Similarly, Chew noted the 26% not currently employed also included 12% listed as not in the labour force, which suggested that some may use the visa to prolong their in Australia for non-work related purposes.
“If you’ve got the means to dedicate yourself to study during your university years, it’s not inconceivable that once you graduate, you might take a bit of a break or a gap year or try to do something different,” he said.
“There really is a category of student for whom the PSW visa is serving a different purpose.”
While the report provided alternative reasons behind outcomes for 485 visa holders, it concluded the mismatch between the type of employment found and a graduate’s skill level and discipline meant Australia was not benefiting from the full productivity and benefits of its international cohort.
“Australia’s post-study work rights scheme could develop a reputation as an opportunity primarily for pragmatic income generation,” the report said.
“Field of study is important, but it’s very hard to measure”
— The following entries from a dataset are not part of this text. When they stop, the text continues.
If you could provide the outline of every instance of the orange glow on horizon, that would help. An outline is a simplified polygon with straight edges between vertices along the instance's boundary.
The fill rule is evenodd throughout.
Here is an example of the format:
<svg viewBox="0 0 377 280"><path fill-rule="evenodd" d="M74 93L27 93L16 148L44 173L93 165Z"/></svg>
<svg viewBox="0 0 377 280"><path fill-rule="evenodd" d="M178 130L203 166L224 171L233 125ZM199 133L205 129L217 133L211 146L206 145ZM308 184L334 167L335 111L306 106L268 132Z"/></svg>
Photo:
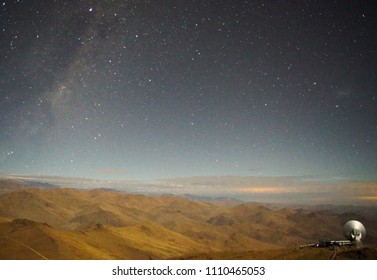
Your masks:
<svg viewBox="0 0 377 280"><path fill-rule="evenodd" d="M360 196L360 199L365 199L365 200L375 200L377 201L377 196Z"/></svg>
<svg viewBox="0 0 377 280"><path fill-rule="evenodd" d="M294 189L288 187L243 187L237 188L240 192L245 193L289 193L295 192Z"/></svg>

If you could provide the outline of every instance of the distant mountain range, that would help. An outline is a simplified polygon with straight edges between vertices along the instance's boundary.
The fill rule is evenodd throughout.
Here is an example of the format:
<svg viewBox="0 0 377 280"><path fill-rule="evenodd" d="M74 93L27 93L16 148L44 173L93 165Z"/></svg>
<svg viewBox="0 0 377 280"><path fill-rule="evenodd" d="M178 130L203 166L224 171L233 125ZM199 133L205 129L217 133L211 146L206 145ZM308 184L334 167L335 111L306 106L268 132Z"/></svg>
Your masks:
<svg viewBox="0 0 377 280"><path fill-rule="evenodd" d="M346 178L202 176L132 181L0 173L1 178L37 187L112 189L146 195L189 195L206 199L220 197L305 206L331 204L377 207L376 181L350 181Z"/></svg>
<svg viewBox="0 0 377 280"><path fill-rule="evenodd" d="M365 225L367 248L337 257L377 259L373 208L283 208L7 179L0 181L0 259L328 259L329 249L298 245L343 239L350 219Z"/></svg>

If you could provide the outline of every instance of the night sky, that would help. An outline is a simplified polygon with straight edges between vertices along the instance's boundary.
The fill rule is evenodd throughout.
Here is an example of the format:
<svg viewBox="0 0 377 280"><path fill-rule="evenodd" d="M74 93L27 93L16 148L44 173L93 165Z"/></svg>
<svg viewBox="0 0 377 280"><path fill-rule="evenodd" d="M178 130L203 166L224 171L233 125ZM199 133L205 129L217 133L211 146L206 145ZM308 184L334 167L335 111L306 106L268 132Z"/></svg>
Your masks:
<svg viewBox="0 0 377 280"><path fill-rule="evenodd" d="M374 1L0 1L0 172L377 178Z"/></svg>

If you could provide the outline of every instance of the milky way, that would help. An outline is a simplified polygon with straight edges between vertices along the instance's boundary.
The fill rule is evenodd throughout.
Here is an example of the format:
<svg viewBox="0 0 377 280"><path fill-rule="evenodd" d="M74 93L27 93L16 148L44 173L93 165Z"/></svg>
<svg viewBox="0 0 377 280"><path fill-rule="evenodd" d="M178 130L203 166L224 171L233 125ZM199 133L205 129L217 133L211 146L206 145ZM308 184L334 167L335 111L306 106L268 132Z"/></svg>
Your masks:
<svg viewBox="0 0 377 280"><path fill-rule="evenodd" d="M0 172L376 178L373 1L0 1Z"/></svg>

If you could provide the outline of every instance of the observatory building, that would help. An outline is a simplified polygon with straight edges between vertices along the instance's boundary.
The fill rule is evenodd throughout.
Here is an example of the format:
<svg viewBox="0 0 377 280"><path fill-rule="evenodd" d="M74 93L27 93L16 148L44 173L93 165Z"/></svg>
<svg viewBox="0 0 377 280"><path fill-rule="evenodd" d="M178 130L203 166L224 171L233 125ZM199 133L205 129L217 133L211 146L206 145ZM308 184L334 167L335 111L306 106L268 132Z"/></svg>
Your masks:
<svg viewBox="0 0 377 280"><path fill-rule="evenodd" d="M344 224L343 234L347 240L355 243L356 245L361 245L361 241L366 235L366 230L362 223L352 220Z"/></svg>

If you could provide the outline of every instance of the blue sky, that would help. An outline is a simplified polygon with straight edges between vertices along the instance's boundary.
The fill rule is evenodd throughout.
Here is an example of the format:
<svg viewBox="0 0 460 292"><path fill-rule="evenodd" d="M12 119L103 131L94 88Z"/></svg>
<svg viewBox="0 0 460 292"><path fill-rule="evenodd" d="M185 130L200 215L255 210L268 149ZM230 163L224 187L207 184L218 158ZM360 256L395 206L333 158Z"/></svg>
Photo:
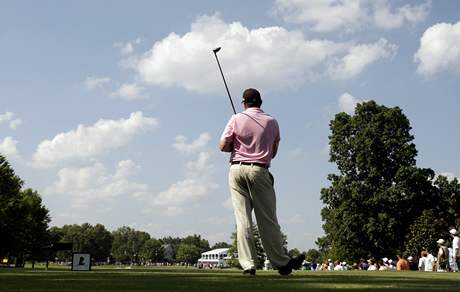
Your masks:
<svg viewBox="0 0 460 292"><path fill-rule="evenodd" d="M329 121L399 106L417 164L460 175L460 3L2 1L0 152L52 225L129 225L230 241L232 114L258 88L281 128L278 216L290 248L323 234Z"/></svg>

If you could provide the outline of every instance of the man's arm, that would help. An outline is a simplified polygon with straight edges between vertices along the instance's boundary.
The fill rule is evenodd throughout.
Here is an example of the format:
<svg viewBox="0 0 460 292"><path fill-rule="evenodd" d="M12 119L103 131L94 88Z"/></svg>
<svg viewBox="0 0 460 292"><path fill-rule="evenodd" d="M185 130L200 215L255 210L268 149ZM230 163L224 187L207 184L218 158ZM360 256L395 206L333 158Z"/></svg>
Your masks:
<svg viewBox="0 0 460 292"><path fill-rule="evenodd" d="M220 140L219 149L222 152L232 152L233 151L233 143L232 142L226 142L225 140Z"/></svg>

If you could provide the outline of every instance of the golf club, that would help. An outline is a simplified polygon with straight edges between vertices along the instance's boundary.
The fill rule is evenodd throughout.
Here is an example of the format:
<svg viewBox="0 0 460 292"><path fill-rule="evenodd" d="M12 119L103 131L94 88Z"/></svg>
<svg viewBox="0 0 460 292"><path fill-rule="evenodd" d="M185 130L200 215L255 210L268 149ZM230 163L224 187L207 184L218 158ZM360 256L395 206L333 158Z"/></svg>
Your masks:
<svg viewBox="0 0 460 292"><path fill-rule="evenodd" d="M217 58L217 52L220 51L220 49L221 47L218 47L212 51L214 52L214 56L216 56L217 65L219 66L220 74L222 75L222 79L224 80L225 89L227 89L227 94L228 94L228 98L230 99L230 103L232 104L233 113L235 113L236 115L235 106L233 105L233 100L232 100L232 97L230 96L230 91L228 91L228 86L227 86L227 82L225 81L224 73L222 72L222 68L220 67L219 59Z"/></svg>

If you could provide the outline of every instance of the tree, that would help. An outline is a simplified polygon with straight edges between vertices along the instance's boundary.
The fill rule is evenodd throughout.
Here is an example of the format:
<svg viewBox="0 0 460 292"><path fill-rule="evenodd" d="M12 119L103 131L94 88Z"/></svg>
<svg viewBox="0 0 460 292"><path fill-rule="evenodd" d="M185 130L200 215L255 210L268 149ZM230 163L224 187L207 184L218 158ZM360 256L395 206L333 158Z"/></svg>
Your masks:
<svg viewBox="0 0 460 292"><path fill-rule="evenodd" d="M216 242L211 249L218 249L218 248L230 248L232 245L227 242Z"/></svg>
<svg viewBox="0 0 460 292"><path fill-rule="evenodd" d="M162 262L164 248L160 240L150 238L141 249L140 255L145 262Z"/></svg>
<svg viewBox="0 0 460 292"><path fill-rule="evenodd" d="M183 238L181 240L181 243L196 246L199 249L200 254L205 251L210 250L209 242L206 239L201 238L201 235L197 235L197 234L189 235Z"/></svg>
<svg viewBox="0 0 460 292"><path fill-rule="evenodd" d="M48 223L50 222L49 211L42 204L38 192L26 189L20 192L21 197L21 229L16 233L20 240L18 247L24 252L25 257L31 259L44 259L45 248L49 245L50 234Z"/></svg>
<svg viewBox="0 0 460 292"><path fill-rule="evenodd" d="M18 252L20 241L16 231L21 222L19 192L23 181L14 173L8 161L0 155L0 256Z"/></svg>
<svg viewBox="0 0 460 292"><path fill-rule="evenodd" d="M436 254L439 238L449 238L447 222L435 216L433 210L425 210L409 227L404 256L420 256L422 248Z"/></svg>
<svg viewBox="0 0 460 292"><path fill-rule="evenodd" d="M297 257L301 254L300 250L298 250L297 248L293 248L293 249L290 249L288 251L288 255L293 258L293 257Z"/></svg>
<svg viewBox="0 0 460 292"><path fill-rule="evenodd" d="M59 242L71 242L73 245L72 251L57 253L60 260L70 260L72 252L88 252L95 261L106 261L112 250L112 234L102 224L64 225L62 228L54 227L51 234L55 239L59 238Z"/></svg>
<svg viewBox="0 0 460 292"><path fill-rule="evenodd" d="M341 259L394 255L404 250L409 226L438 206L431 169L417 168L410 123L398 107L374 101L330 123L330 161L321 211L328 253Z"/></svg>
<svg viewBox="0 0 460 292"><path fill-rule="evenodd" d="M146 232L137 231L131 227L123 226L113 233L112 255L121 263L140 264L141 251L150 239Z"/></svg>
<svg viewBox="0 0 460 292"><path fill-rule="evenodd" d="M177 247L176 259L180 262L194 264L201 257L200 248L194 244L181 243Z"/></svg>
<svg viewBox="0 0 460 292"><path fill-rule="evenodd" d="M309 262L321 263L321 253L319 250L311 248L305 253L305 259Z"/></svg>
<svg viewBox="0 0 460 292"><path fill-rule="evenodd" d="M23 181L0 155L0 257L15 257L21 266L26 257L44 257L48 245L49 211L38 192L21 190Z"/></svg>

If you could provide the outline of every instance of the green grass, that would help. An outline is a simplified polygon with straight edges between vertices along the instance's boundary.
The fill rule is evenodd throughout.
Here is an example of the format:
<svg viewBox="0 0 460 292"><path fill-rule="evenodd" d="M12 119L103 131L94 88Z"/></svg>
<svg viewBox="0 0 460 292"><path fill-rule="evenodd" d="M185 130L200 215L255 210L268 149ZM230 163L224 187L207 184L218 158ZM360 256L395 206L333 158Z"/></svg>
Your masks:
<svg viewBox="0 0 460 292"><path fill-rule="evenodd" d="M281 277L257 271L255 277L237 270L195 268L94 268L72 272L63 268L32 270L0 268L0 291L460 291L460 273L425 272L310 272Z"/></svg>

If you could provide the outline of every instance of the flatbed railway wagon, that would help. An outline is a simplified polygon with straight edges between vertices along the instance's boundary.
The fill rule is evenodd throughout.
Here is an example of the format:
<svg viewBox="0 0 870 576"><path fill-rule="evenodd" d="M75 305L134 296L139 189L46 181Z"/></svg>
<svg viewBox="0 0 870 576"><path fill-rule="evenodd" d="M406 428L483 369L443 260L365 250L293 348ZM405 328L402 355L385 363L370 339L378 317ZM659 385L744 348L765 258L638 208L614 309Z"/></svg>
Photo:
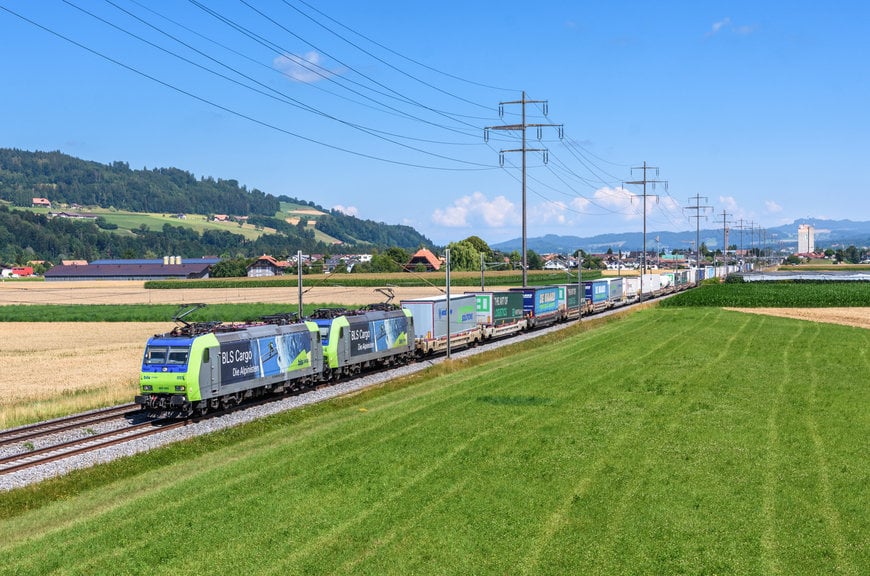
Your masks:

“This could have foreseeable, significant adverse consequences for Australia in terms of its reputation as a study destination, and in the eventual mix of students that are drawn to study here.”
IEAA chief executive Phil Honeywood said the findings of the report showed it was now time to reconsider the current PSW settings.
“It’s… time for a formal evaluation of the temporary graduate visa program against its stated policy objectives,” he said.
“Graduates with a bachelor or master’s degree by coursework are only eligible for a two-year work visa. Is this really enough time to gain meaningful, course-related experience in the Australian workplace?”
The report comes after another study of PSW released by Deakin University and authored by Ly Tran, Mark Rahimi and George Tan, which found similar rates of full-time and part-time employment among 485 visa holders.